In Belgium, Telenet has actually pre-empted the cellcos in kicking off the country's first LTE trial, in the city of Mechelen. CEO Duco Sickinghe said in a statement: “If you're a serious company, like us, you need to go for LTE. We really believe that if LTE works, it is the best way forward.”
Telenet currently offers mobile services via an MVNO with Mobistar, but is still assessing the LTE technology and also the value it would put on the 2.6GHz spectrum.
This auction will take place immediately after the 3G sale, and will offer five 2 x 15MHz licenses for LTE, with an expected minimum price of €15 million each. There will also be an auction for a 50MHz block of unpaired spectrum, with an expected reserve of €25 million, which could be acquired by a Wimax carrier.
Over in Germany, regulator Bundesnetzagentur has ruled that the four existing mobile carriers - Deutsche Telekom, Vodafone, KPN's E-Plus, and Telefonica O2 - will all bid in upcoming auctions, but there will be no new entrant bidders.

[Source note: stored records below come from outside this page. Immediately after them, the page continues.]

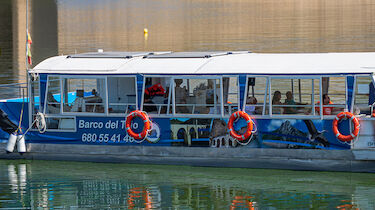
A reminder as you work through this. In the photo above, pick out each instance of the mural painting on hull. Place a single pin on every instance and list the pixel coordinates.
(291, 134)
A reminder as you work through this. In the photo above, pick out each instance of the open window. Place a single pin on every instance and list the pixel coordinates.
(84, 95)
(364, 88)
(157, 95)
(255, 95)
(197, 96)
(333, 95)
(122, 97)
(53, 96)
(293, 96)
(230, 95)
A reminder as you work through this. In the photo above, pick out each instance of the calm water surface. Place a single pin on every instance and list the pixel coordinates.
(73, 185)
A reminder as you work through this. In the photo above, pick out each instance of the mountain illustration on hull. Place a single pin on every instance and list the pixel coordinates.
(287, 132)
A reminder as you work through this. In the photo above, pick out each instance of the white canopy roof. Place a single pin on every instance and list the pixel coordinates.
(214, 63)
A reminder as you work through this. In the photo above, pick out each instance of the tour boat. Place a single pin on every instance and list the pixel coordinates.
(302, 111)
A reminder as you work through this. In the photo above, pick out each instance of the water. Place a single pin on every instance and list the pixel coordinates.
(73, 185)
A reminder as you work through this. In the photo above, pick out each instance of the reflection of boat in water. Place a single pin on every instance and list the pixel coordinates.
(89, 185)
(78, 106)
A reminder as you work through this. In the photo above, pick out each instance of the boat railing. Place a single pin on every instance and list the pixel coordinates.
(16, 91)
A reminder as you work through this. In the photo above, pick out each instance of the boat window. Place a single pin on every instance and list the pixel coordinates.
(197, 96)
(60, 123)
(293, 96)
(122, 95)
(84, 95)
(334, 95)
(256, 92)
(362, 98)
(157, 95)
(230, 94)
(53, 98)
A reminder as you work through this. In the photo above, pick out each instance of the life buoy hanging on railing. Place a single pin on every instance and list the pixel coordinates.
(233, 133)
(354, 120)
(146, 124)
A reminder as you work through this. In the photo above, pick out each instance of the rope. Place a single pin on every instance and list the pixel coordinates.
(21, 115)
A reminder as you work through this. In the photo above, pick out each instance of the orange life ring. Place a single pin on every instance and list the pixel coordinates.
(146, 124)
(353, 134)
(233, 133)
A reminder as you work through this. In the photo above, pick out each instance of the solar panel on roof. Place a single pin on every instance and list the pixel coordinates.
(193, 54)
(126, 55)
(189, 55)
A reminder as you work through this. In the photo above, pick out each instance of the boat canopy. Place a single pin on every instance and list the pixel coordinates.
(206, 63)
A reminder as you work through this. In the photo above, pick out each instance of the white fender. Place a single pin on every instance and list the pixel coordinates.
(11, 142)
(21, 146)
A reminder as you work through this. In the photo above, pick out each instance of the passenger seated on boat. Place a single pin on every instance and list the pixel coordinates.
(250, 107)
(79, 104)
(148, 105)
(276, 101)
(53, 106)
(211, 108)
(326, 110)
(94, 103)
(290, 101)
(181, 97)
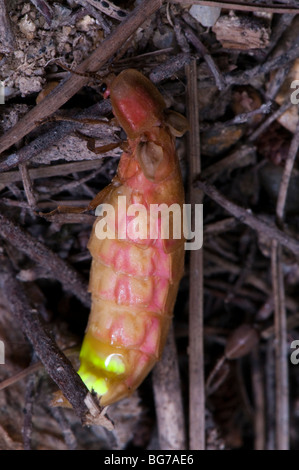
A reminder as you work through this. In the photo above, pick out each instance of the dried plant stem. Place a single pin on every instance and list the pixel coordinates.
(196, 362)
(168, 399)
(66, 89)
(56, 364)
(281, 357)
(58, 268)
(7, 43)
(259, 401)
(247, 217)
(280, 320)
(242, 6)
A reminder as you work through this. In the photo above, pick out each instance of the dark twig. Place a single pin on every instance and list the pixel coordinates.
(7, 42)
(56, 364)
(235, 5)
(168, 399)
(282, 385)
(194, 39)
(66, 89)
(58, 268)
(54, 133)
(44, 8)
(196, 362)
(247, 217)
(29, 401)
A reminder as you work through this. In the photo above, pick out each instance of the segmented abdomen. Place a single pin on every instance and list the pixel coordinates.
(133, 287)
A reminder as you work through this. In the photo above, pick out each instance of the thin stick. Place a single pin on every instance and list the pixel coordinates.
(194, 39)
(28, 186)
(68, 87)
(281, 357)
(247, 217)
(37, 251)
(285, 180)
(231, 5)
(196, 363)
(7, 44)
(259, 401)
(56, 364)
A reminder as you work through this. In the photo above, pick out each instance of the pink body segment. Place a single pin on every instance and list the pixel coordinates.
(133, 282)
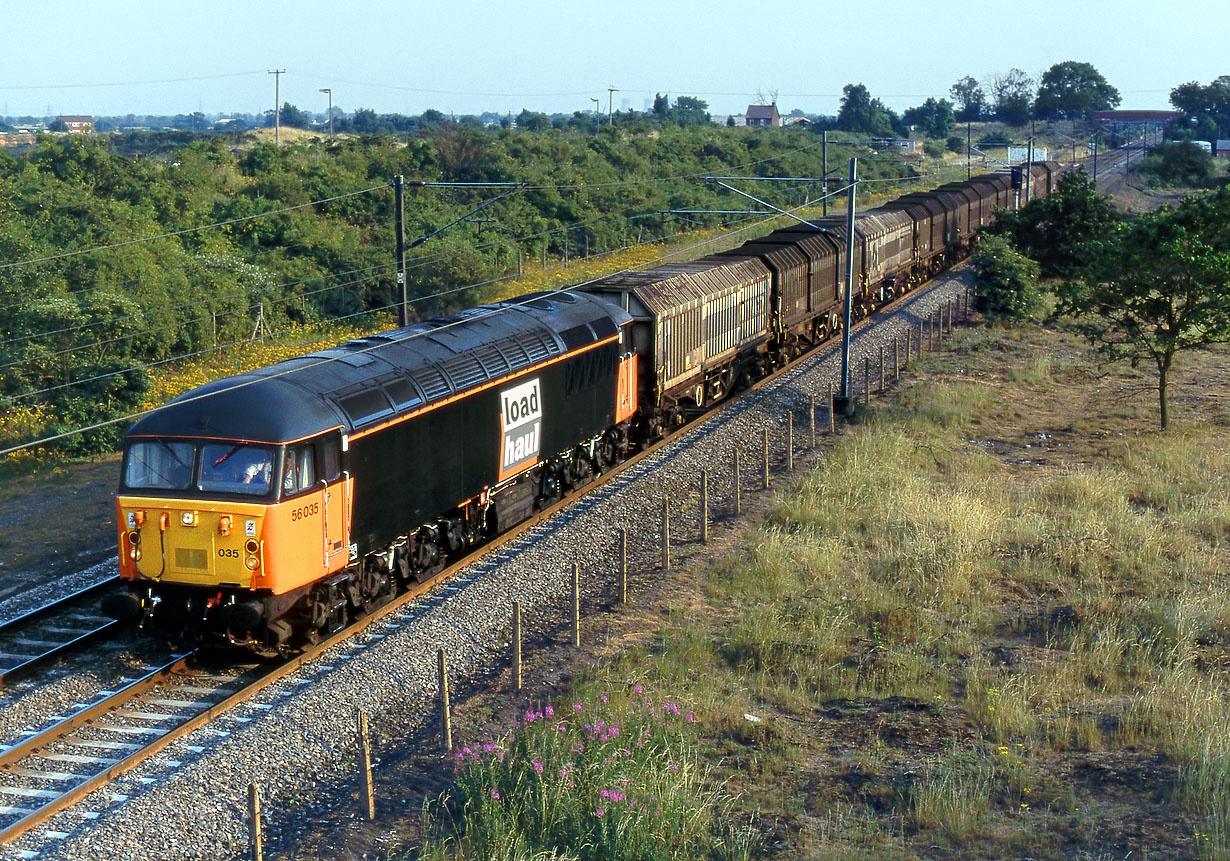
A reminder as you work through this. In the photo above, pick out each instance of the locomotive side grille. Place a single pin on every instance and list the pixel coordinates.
(191, 557)
(493, 362)
(514, 352)
(535, 347)
(464, 370)
(432, 381)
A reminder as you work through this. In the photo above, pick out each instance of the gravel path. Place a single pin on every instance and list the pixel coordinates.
(294, 739)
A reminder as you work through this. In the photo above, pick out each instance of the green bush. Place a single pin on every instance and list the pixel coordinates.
(1006, 281)
(613, 779)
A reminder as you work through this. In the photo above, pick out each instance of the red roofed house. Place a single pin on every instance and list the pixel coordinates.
(763, 115)
(76, 124)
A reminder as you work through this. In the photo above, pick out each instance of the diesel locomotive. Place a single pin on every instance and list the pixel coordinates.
(267, 508)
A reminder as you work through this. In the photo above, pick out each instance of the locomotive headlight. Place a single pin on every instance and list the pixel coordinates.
(252, 547)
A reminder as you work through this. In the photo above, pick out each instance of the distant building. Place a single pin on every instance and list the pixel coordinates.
(763, 115)
(76, 124)
(1108, 119)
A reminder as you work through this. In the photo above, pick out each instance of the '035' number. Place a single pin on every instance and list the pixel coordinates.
(306, 511)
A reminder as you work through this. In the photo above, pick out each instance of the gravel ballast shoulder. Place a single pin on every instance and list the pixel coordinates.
(297, 739)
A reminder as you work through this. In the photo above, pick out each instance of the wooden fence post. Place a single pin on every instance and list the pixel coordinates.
(445, 715)
(764, 475)
(253, 822)
(666, 535)
(622, 566)
(517, 645)
(369, 793)
(811, 420)
(738, 490)
(576, 604)
(704, 506)
(790, 440)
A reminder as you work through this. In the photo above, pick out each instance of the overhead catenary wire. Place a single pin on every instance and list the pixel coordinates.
(133, 416)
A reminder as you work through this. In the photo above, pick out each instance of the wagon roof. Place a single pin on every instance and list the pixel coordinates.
(400, 370)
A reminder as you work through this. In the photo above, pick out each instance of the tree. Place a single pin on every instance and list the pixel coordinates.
(1208, 107)
(860, 112)
(1058, 230)
(690, 111)
(1178, 162)
(1159, 287)
(1073, 90)
(935, 117)
(294, 117)
(1007, 281)
(971, 100)
(1011, 96)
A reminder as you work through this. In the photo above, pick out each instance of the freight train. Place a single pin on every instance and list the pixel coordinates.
(266, 509)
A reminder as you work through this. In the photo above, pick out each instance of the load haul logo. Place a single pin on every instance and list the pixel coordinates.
(520, 418)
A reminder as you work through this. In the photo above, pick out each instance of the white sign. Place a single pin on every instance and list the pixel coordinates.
(1017, 155)
(520, 420)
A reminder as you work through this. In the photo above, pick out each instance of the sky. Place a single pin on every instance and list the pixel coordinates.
(119, 57)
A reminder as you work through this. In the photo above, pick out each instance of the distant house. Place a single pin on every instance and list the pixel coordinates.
(763, 115)
(76, 124)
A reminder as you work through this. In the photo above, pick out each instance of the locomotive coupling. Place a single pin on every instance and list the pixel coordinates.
(122, 607)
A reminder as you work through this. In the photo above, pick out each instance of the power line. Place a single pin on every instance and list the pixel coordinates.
(186, 230)
(242, 385)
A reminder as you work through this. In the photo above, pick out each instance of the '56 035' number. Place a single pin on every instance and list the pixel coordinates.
(306, 511)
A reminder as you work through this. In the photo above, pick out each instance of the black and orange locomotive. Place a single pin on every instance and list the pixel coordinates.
(266, 508)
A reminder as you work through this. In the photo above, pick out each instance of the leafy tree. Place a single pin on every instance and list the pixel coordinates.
(533, 121)
(1006, 279)
(1073, 90)
(1159, 287)
(1178, 162)
(935, 117)
(690, 111)
(971, 100)
(1058, 231)
(1011, 96)
(294, 117)
(862, 113)
(1208, 107)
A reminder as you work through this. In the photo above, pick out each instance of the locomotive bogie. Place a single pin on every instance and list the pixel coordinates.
(268, 508)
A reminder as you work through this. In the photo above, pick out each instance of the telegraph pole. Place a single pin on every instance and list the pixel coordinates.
(969, 149)
(277, 105)
(845, 401)
(329, 91)
(399, 217)
(824, 169)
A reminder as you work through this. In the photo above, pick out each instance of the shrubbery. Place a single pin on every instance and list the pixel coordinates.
(1006, 279)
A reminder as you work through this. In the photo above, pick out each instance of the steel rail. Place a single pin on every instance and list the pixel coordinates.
(59, 604)
(62, 730)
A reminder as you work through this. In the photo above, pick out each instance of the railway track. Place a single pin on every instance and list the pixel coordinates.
(65, 626)
(78, 754)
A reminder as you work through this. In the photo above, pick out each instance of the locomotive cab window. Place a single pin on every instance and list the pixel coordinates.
(159, 465)
(236, 468)
(331, 458)
(299, 470)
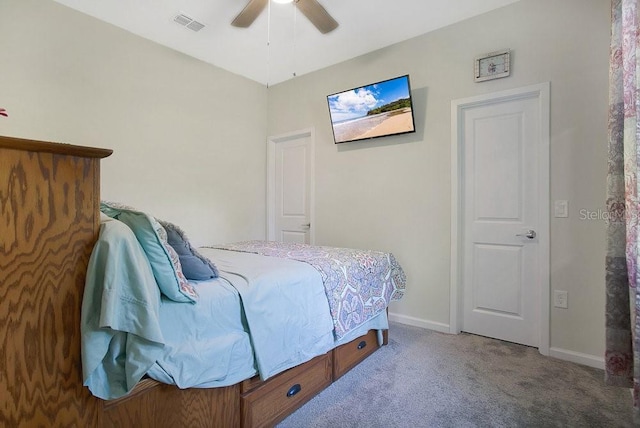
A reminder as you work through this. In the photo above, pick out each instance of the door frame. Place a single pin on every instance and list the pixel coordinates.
(542, 93)
(271, 178)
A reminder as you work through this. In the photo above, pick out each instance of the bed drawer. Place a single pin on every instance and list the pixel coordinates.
(273, 400)
(347, 356)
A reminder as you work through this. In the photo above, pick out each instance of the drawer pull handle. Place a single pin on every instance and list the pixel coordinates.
(294, 390)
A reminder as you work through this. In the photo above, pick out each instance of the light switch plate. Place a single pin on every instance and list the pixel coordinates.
(561, 209)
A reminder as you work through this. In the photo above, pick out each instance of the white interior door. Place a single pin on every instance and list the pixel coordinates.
(291, 187)
(504, 237)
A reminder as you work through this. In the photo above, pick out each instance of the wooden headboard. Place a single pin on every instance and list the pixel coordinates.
(49, 222)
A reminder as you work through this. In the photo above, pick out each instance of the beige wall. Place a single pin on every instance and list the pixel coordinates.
(188, 138)
(394, 194)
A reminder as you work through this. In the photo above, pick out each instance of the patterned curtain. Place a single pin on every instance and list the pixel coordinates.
(622, 357)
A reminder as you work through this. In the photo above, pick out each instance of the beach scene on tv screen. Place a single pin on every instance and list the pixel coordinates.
(371, 111)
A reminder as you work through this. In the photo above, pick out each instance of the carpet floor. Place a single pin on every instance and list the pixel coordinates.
(428, 379)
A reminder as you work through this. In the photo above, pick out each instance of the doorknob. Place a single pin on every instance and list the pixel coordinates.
(531, 234)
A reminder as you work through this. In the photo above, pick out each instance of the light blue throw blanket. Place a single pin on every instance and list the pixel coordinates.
(121, 335)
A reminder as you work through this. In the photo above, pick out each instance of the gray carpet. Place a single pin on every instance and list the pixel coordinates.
(429, 379)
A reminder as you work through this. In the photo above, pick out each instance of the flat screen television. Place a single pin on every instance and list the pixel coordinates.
(372, 111)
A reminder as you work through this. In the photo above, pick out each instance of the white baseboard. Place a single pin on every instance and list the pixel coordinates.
(577, 357)
(418, 322)
(559, 353)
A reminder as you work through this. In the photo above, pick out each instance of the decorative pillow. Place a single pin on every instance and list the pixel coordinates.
(194, 265)
(164, 260)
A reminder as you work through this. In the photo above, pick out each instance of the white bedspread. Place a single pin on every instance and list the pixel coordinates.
(285, 305)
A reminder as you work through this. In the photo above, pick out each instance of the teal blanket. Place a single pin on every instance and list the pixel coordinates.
(121, 335)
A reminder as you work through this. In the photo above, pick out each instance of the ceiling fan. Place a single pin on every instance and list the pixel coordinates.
(313, 10)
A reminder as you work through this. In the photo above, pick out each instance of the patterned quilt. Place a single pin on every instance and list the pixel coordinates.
(359, 284)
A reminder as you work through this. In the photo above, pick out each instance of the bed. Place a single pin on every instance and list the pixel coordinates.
(274, 342)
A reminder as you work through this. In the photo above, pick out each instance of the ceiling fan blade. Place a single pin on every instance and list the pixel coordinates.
(249, 13)
(318, 15)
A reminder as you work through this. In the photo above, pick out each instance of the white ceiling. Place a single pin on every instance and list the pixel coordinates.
(295, 44)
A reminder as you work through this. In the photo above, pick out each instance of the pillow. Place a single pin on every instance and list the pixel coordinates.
(164, 260)
(194, 265)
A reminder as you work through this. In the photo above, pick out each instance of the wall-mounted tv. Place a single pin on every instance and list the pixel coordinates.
(371, 111)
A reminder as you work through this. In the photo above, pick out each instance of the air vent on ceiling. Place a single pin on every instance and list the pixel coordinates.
(188, 22)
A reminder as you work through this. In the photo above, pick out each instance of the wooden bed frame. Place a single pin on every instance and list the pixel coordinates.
(49, 222)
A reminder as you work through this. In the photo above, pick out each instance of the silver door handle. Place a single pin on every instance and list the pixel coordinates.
(531, 234)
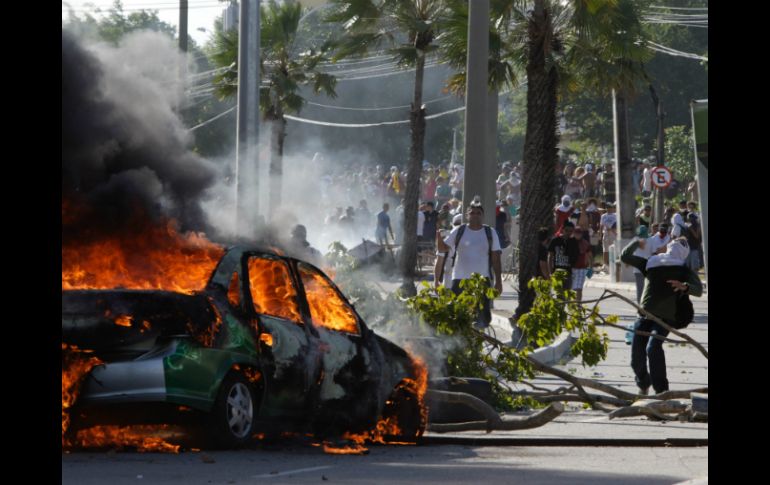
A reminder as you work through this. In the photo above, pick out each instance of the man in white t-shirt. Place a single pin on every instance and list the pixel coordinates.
(477, 251)
(659, 240)
(442, 272)
(608, 226)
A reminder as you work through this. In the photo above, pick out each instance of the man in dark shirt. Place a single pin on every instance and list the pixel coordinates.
(665, 277)
(608, 183)
(383, 225)
(431, 223)
(557, 253)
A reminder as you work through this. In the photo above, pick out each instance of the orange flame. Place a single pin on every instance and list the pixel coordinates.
(159, 258)
(326, 308)
(142, 437)
(75, 366)
(267, 339)
(354, 449)
(253, 375)
(123, 320)
(272, 290)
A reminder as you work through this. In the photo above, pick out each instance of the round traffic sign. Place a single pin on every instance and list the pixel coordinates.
(662, 177)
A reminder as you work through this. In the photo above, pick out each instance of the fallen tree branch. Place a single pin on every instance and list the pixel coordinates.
(643, 333)
(655, 409)
(679, 394)
(577, 381)
(534, 421)
(542, 397)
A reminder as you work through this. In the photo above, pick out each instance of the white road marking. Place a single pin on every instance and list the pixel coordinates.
(445, 465)
(594, 420)
(291, 472)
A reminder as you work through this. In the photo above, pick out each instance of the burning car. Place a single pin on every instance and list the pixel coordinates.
(269, 344)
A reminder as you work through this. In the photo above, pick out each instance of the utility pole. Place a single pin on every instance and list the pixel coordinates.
(183, 25)
(624, 184)
(247, 142)
(489, 190)
(661, 153)
(476, 101)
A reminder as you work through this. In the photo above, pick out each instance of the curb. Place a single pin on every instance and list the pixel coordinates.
(435, 439)
(551, 354)
(611, 285)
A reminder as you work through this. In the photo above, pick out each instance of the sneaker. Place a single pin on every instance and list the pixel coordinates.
(629, 333)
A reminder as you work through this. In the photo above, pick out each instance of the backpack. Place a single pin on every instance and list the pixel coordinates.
(487, 230)
(685, 313)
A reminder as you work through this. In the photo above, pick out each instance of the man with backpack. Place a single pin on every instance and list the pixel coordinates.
(477, 250)
(668, 282)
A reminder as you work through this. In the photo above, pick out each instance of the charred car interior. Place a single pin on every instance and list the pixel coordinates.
(269, 344)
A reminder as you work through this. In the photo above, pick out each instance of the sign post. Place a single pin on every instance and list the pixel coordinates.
(700, 124)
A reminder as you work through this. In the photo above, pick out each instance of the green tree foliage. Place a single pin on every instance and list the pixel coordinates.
(114, 23)
(453, 315)
(677, 80)
(407, 30)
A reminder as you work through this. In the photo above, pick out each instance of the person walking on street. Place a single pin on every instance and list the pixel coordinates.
(659, 240)
(608, 226)
(477, 250)
(442, 272)
(383, 226)
(666, 279)
(558, 258)
(579, 252)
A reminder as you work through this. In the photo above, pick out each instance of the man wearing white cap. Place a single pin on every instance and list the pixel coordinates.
(442, 272)
(667, 280)
(477, 251)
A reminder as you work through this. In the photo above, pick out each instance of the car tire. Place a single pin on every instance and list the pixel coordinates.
(404, 406)
(231, 421)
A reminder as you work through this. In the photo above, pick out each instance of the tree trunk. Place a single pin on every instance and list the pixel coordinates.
(540, 152)
(416, 155)
(659, 115)
(277, 136)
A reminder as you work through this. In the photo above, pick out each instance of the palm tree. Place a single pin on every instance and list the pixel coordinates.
(407, 29)
(284, 70)
(567, 42)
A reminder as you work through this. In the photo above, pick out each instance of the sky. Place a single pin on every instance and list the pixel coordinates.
(201, 13)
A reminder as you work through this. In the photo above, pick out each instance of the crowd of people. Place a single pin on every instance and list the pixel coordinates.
(585, 212)
(665, 256)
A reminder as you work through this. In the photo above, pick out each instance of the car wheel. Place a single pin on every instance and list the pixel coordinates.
(231, 421)
(404, 408)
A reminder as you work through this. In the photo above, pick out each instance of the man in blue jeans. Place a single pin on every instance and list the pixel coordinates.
(665, 276)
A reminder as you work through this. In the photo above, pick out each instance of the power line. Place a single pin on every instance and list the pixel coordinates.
(368, 125)
(212, 119)
(377, 109)
(678, 8)
(673, 52)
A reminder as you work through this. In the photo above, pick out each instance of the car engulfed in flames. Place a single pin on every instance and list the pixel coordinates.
(262, 344)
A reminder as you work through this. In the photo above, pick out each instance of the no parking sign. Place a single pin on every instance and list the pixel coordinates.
(662, 177)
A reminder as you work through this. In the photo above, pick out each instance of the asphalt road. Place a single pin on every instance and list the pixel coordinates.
(395, 464)
(480, 463)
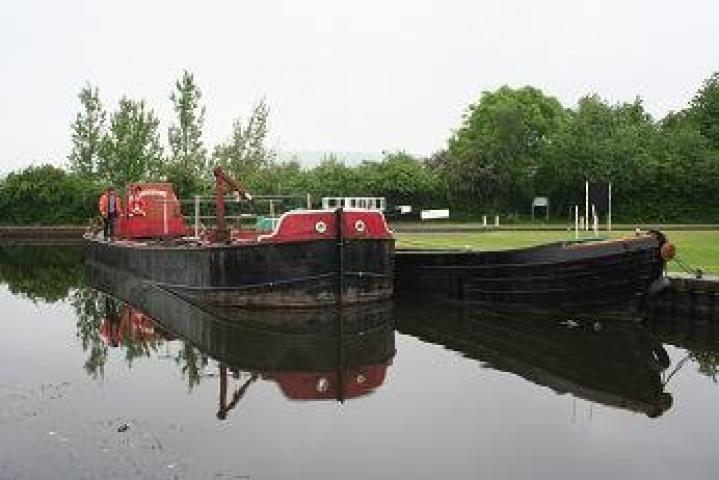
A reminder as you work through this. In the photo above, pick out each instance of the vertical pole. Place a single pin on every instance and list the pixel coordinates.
(609, 216)
(341, 357)
(586, 205)
(220, 232)
(197, 216)
(576, 222)
(595, 221)
(339, 235)
(164, 216)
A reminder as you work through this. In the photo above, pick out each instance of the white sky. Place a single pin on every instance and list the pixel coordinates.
(339, 76)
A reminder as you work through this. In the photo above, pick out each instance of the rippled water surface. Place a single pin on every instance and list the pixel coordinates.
(140, 384)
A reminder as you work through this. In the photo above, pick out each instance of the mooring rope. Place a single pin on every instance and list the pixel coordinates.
(696, 272)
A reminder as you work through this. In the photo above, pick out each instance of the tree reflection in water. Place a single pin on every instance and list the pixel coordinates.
(104, 322)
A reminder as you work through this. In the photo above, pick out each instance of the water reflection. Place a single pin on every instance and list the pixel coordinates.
(614, 361)
(618, 359)
(336, 354)
(41, 273)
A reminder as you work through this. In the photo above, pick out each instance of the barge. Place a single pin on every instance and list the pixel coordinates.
(563, 274)
(312, 258)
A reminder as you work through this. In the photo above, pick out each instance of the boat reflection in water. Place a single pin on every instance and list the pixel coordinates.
(312, 354)
(613, 361)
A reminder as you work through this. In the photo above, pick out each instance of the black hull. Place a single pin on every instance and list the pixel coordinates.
(556, 275)
(289, 274)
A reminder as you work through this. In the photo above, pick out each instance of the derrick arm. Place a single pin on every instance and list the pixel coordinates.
(222, 180)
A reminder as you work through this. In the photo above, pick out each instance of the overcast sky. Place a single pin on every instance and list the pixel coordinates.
(339, 76)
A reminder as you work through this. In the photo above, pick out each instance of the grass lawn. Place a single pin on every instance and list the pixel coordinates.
(697, 248)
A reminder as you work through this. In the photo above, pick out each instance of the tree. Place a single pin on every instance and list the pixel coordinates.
(401, 178)
(47, 195)
(131, 149)
(705, 109)
(188, 162)
(244, 154)
(601, 143)
(496, 152)
(87, 133)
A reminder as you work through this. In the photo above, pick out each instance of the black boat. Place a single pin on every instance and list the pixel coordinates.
(310, 258)
(311, 354)
(562, 274)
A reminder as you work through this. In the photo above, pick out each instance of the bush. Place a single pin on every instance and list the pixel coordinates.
(47, 195)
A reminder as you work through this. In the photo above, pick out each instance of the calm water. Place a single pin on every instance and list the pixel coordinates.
(94, 387)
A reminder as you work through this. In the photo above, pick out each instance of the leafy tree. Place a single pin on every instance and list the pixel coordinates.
(599, 142)
(131, 149)
(333, 178)
(496, 152)
(245, 153)
(87, 133)
(705, 109)
(187, 164)
(401, 178)
(47, 195)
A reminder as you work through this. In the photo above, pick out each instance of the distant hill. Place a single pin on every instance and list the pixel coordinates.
(310, 159)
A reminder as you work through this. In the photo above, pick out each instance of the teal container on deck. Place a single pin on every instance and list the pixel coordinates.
(266, 224)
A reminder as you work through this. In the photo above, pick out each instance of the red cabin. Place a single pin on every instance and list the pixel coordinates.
(153, 210)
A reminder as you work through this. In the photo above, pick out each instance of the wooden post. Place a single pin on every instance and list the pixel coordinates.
(339, 235)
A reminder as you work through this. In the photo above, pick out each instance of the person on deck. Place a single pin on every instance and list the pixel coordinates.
(110, 207)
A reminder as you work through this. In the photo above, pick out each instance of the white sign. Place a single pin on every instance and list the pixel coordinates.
(433, 214)
(404, 209)
(540, 202)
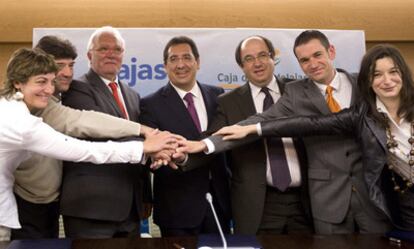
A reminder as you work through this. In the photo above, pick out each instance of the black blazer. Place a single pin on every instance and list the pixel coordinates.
(372, 138)
(248, 162)
(179, 197)
(104, 192)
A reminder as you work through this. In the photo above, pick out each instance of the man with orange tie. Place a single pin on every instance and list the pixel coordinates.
(338, 195)
(106, 202)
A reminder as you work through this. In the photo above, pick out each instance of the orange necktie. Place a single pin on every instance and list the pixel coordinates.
(114, 88)
(330, 100)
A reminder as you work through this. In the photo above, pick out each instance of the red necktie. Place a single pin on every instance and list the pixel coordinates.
(114, 88)
(192, 110)
(330, 100)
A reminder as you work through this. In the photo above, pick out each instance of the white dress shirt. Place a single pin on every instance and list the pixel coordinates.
(290, 151)
(22, 133)
(121, 97)
(198, 103)
(342, 89)
(402, 133)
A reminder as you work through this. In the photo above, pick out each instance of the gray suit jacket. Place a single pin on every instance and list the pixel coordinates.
(101, 193)
(335, 164)
(248, 163)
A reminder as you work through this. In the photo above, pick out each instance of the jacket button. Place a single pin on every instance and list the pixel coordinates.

The most important licenses to be sold this year will be in 800MHz digital dividend spectrum, where several German firms have already tested LTE, particularly for rural broadband coverage.
The auction will start on April 12 and will cover four bands that are being vacated by broadcasters or the military.
Bundesnetzagentur said one interested new entrant had expressed initial interest but has since withdrawn from the process, while another failed to fulfil the conditions to participate in the auction.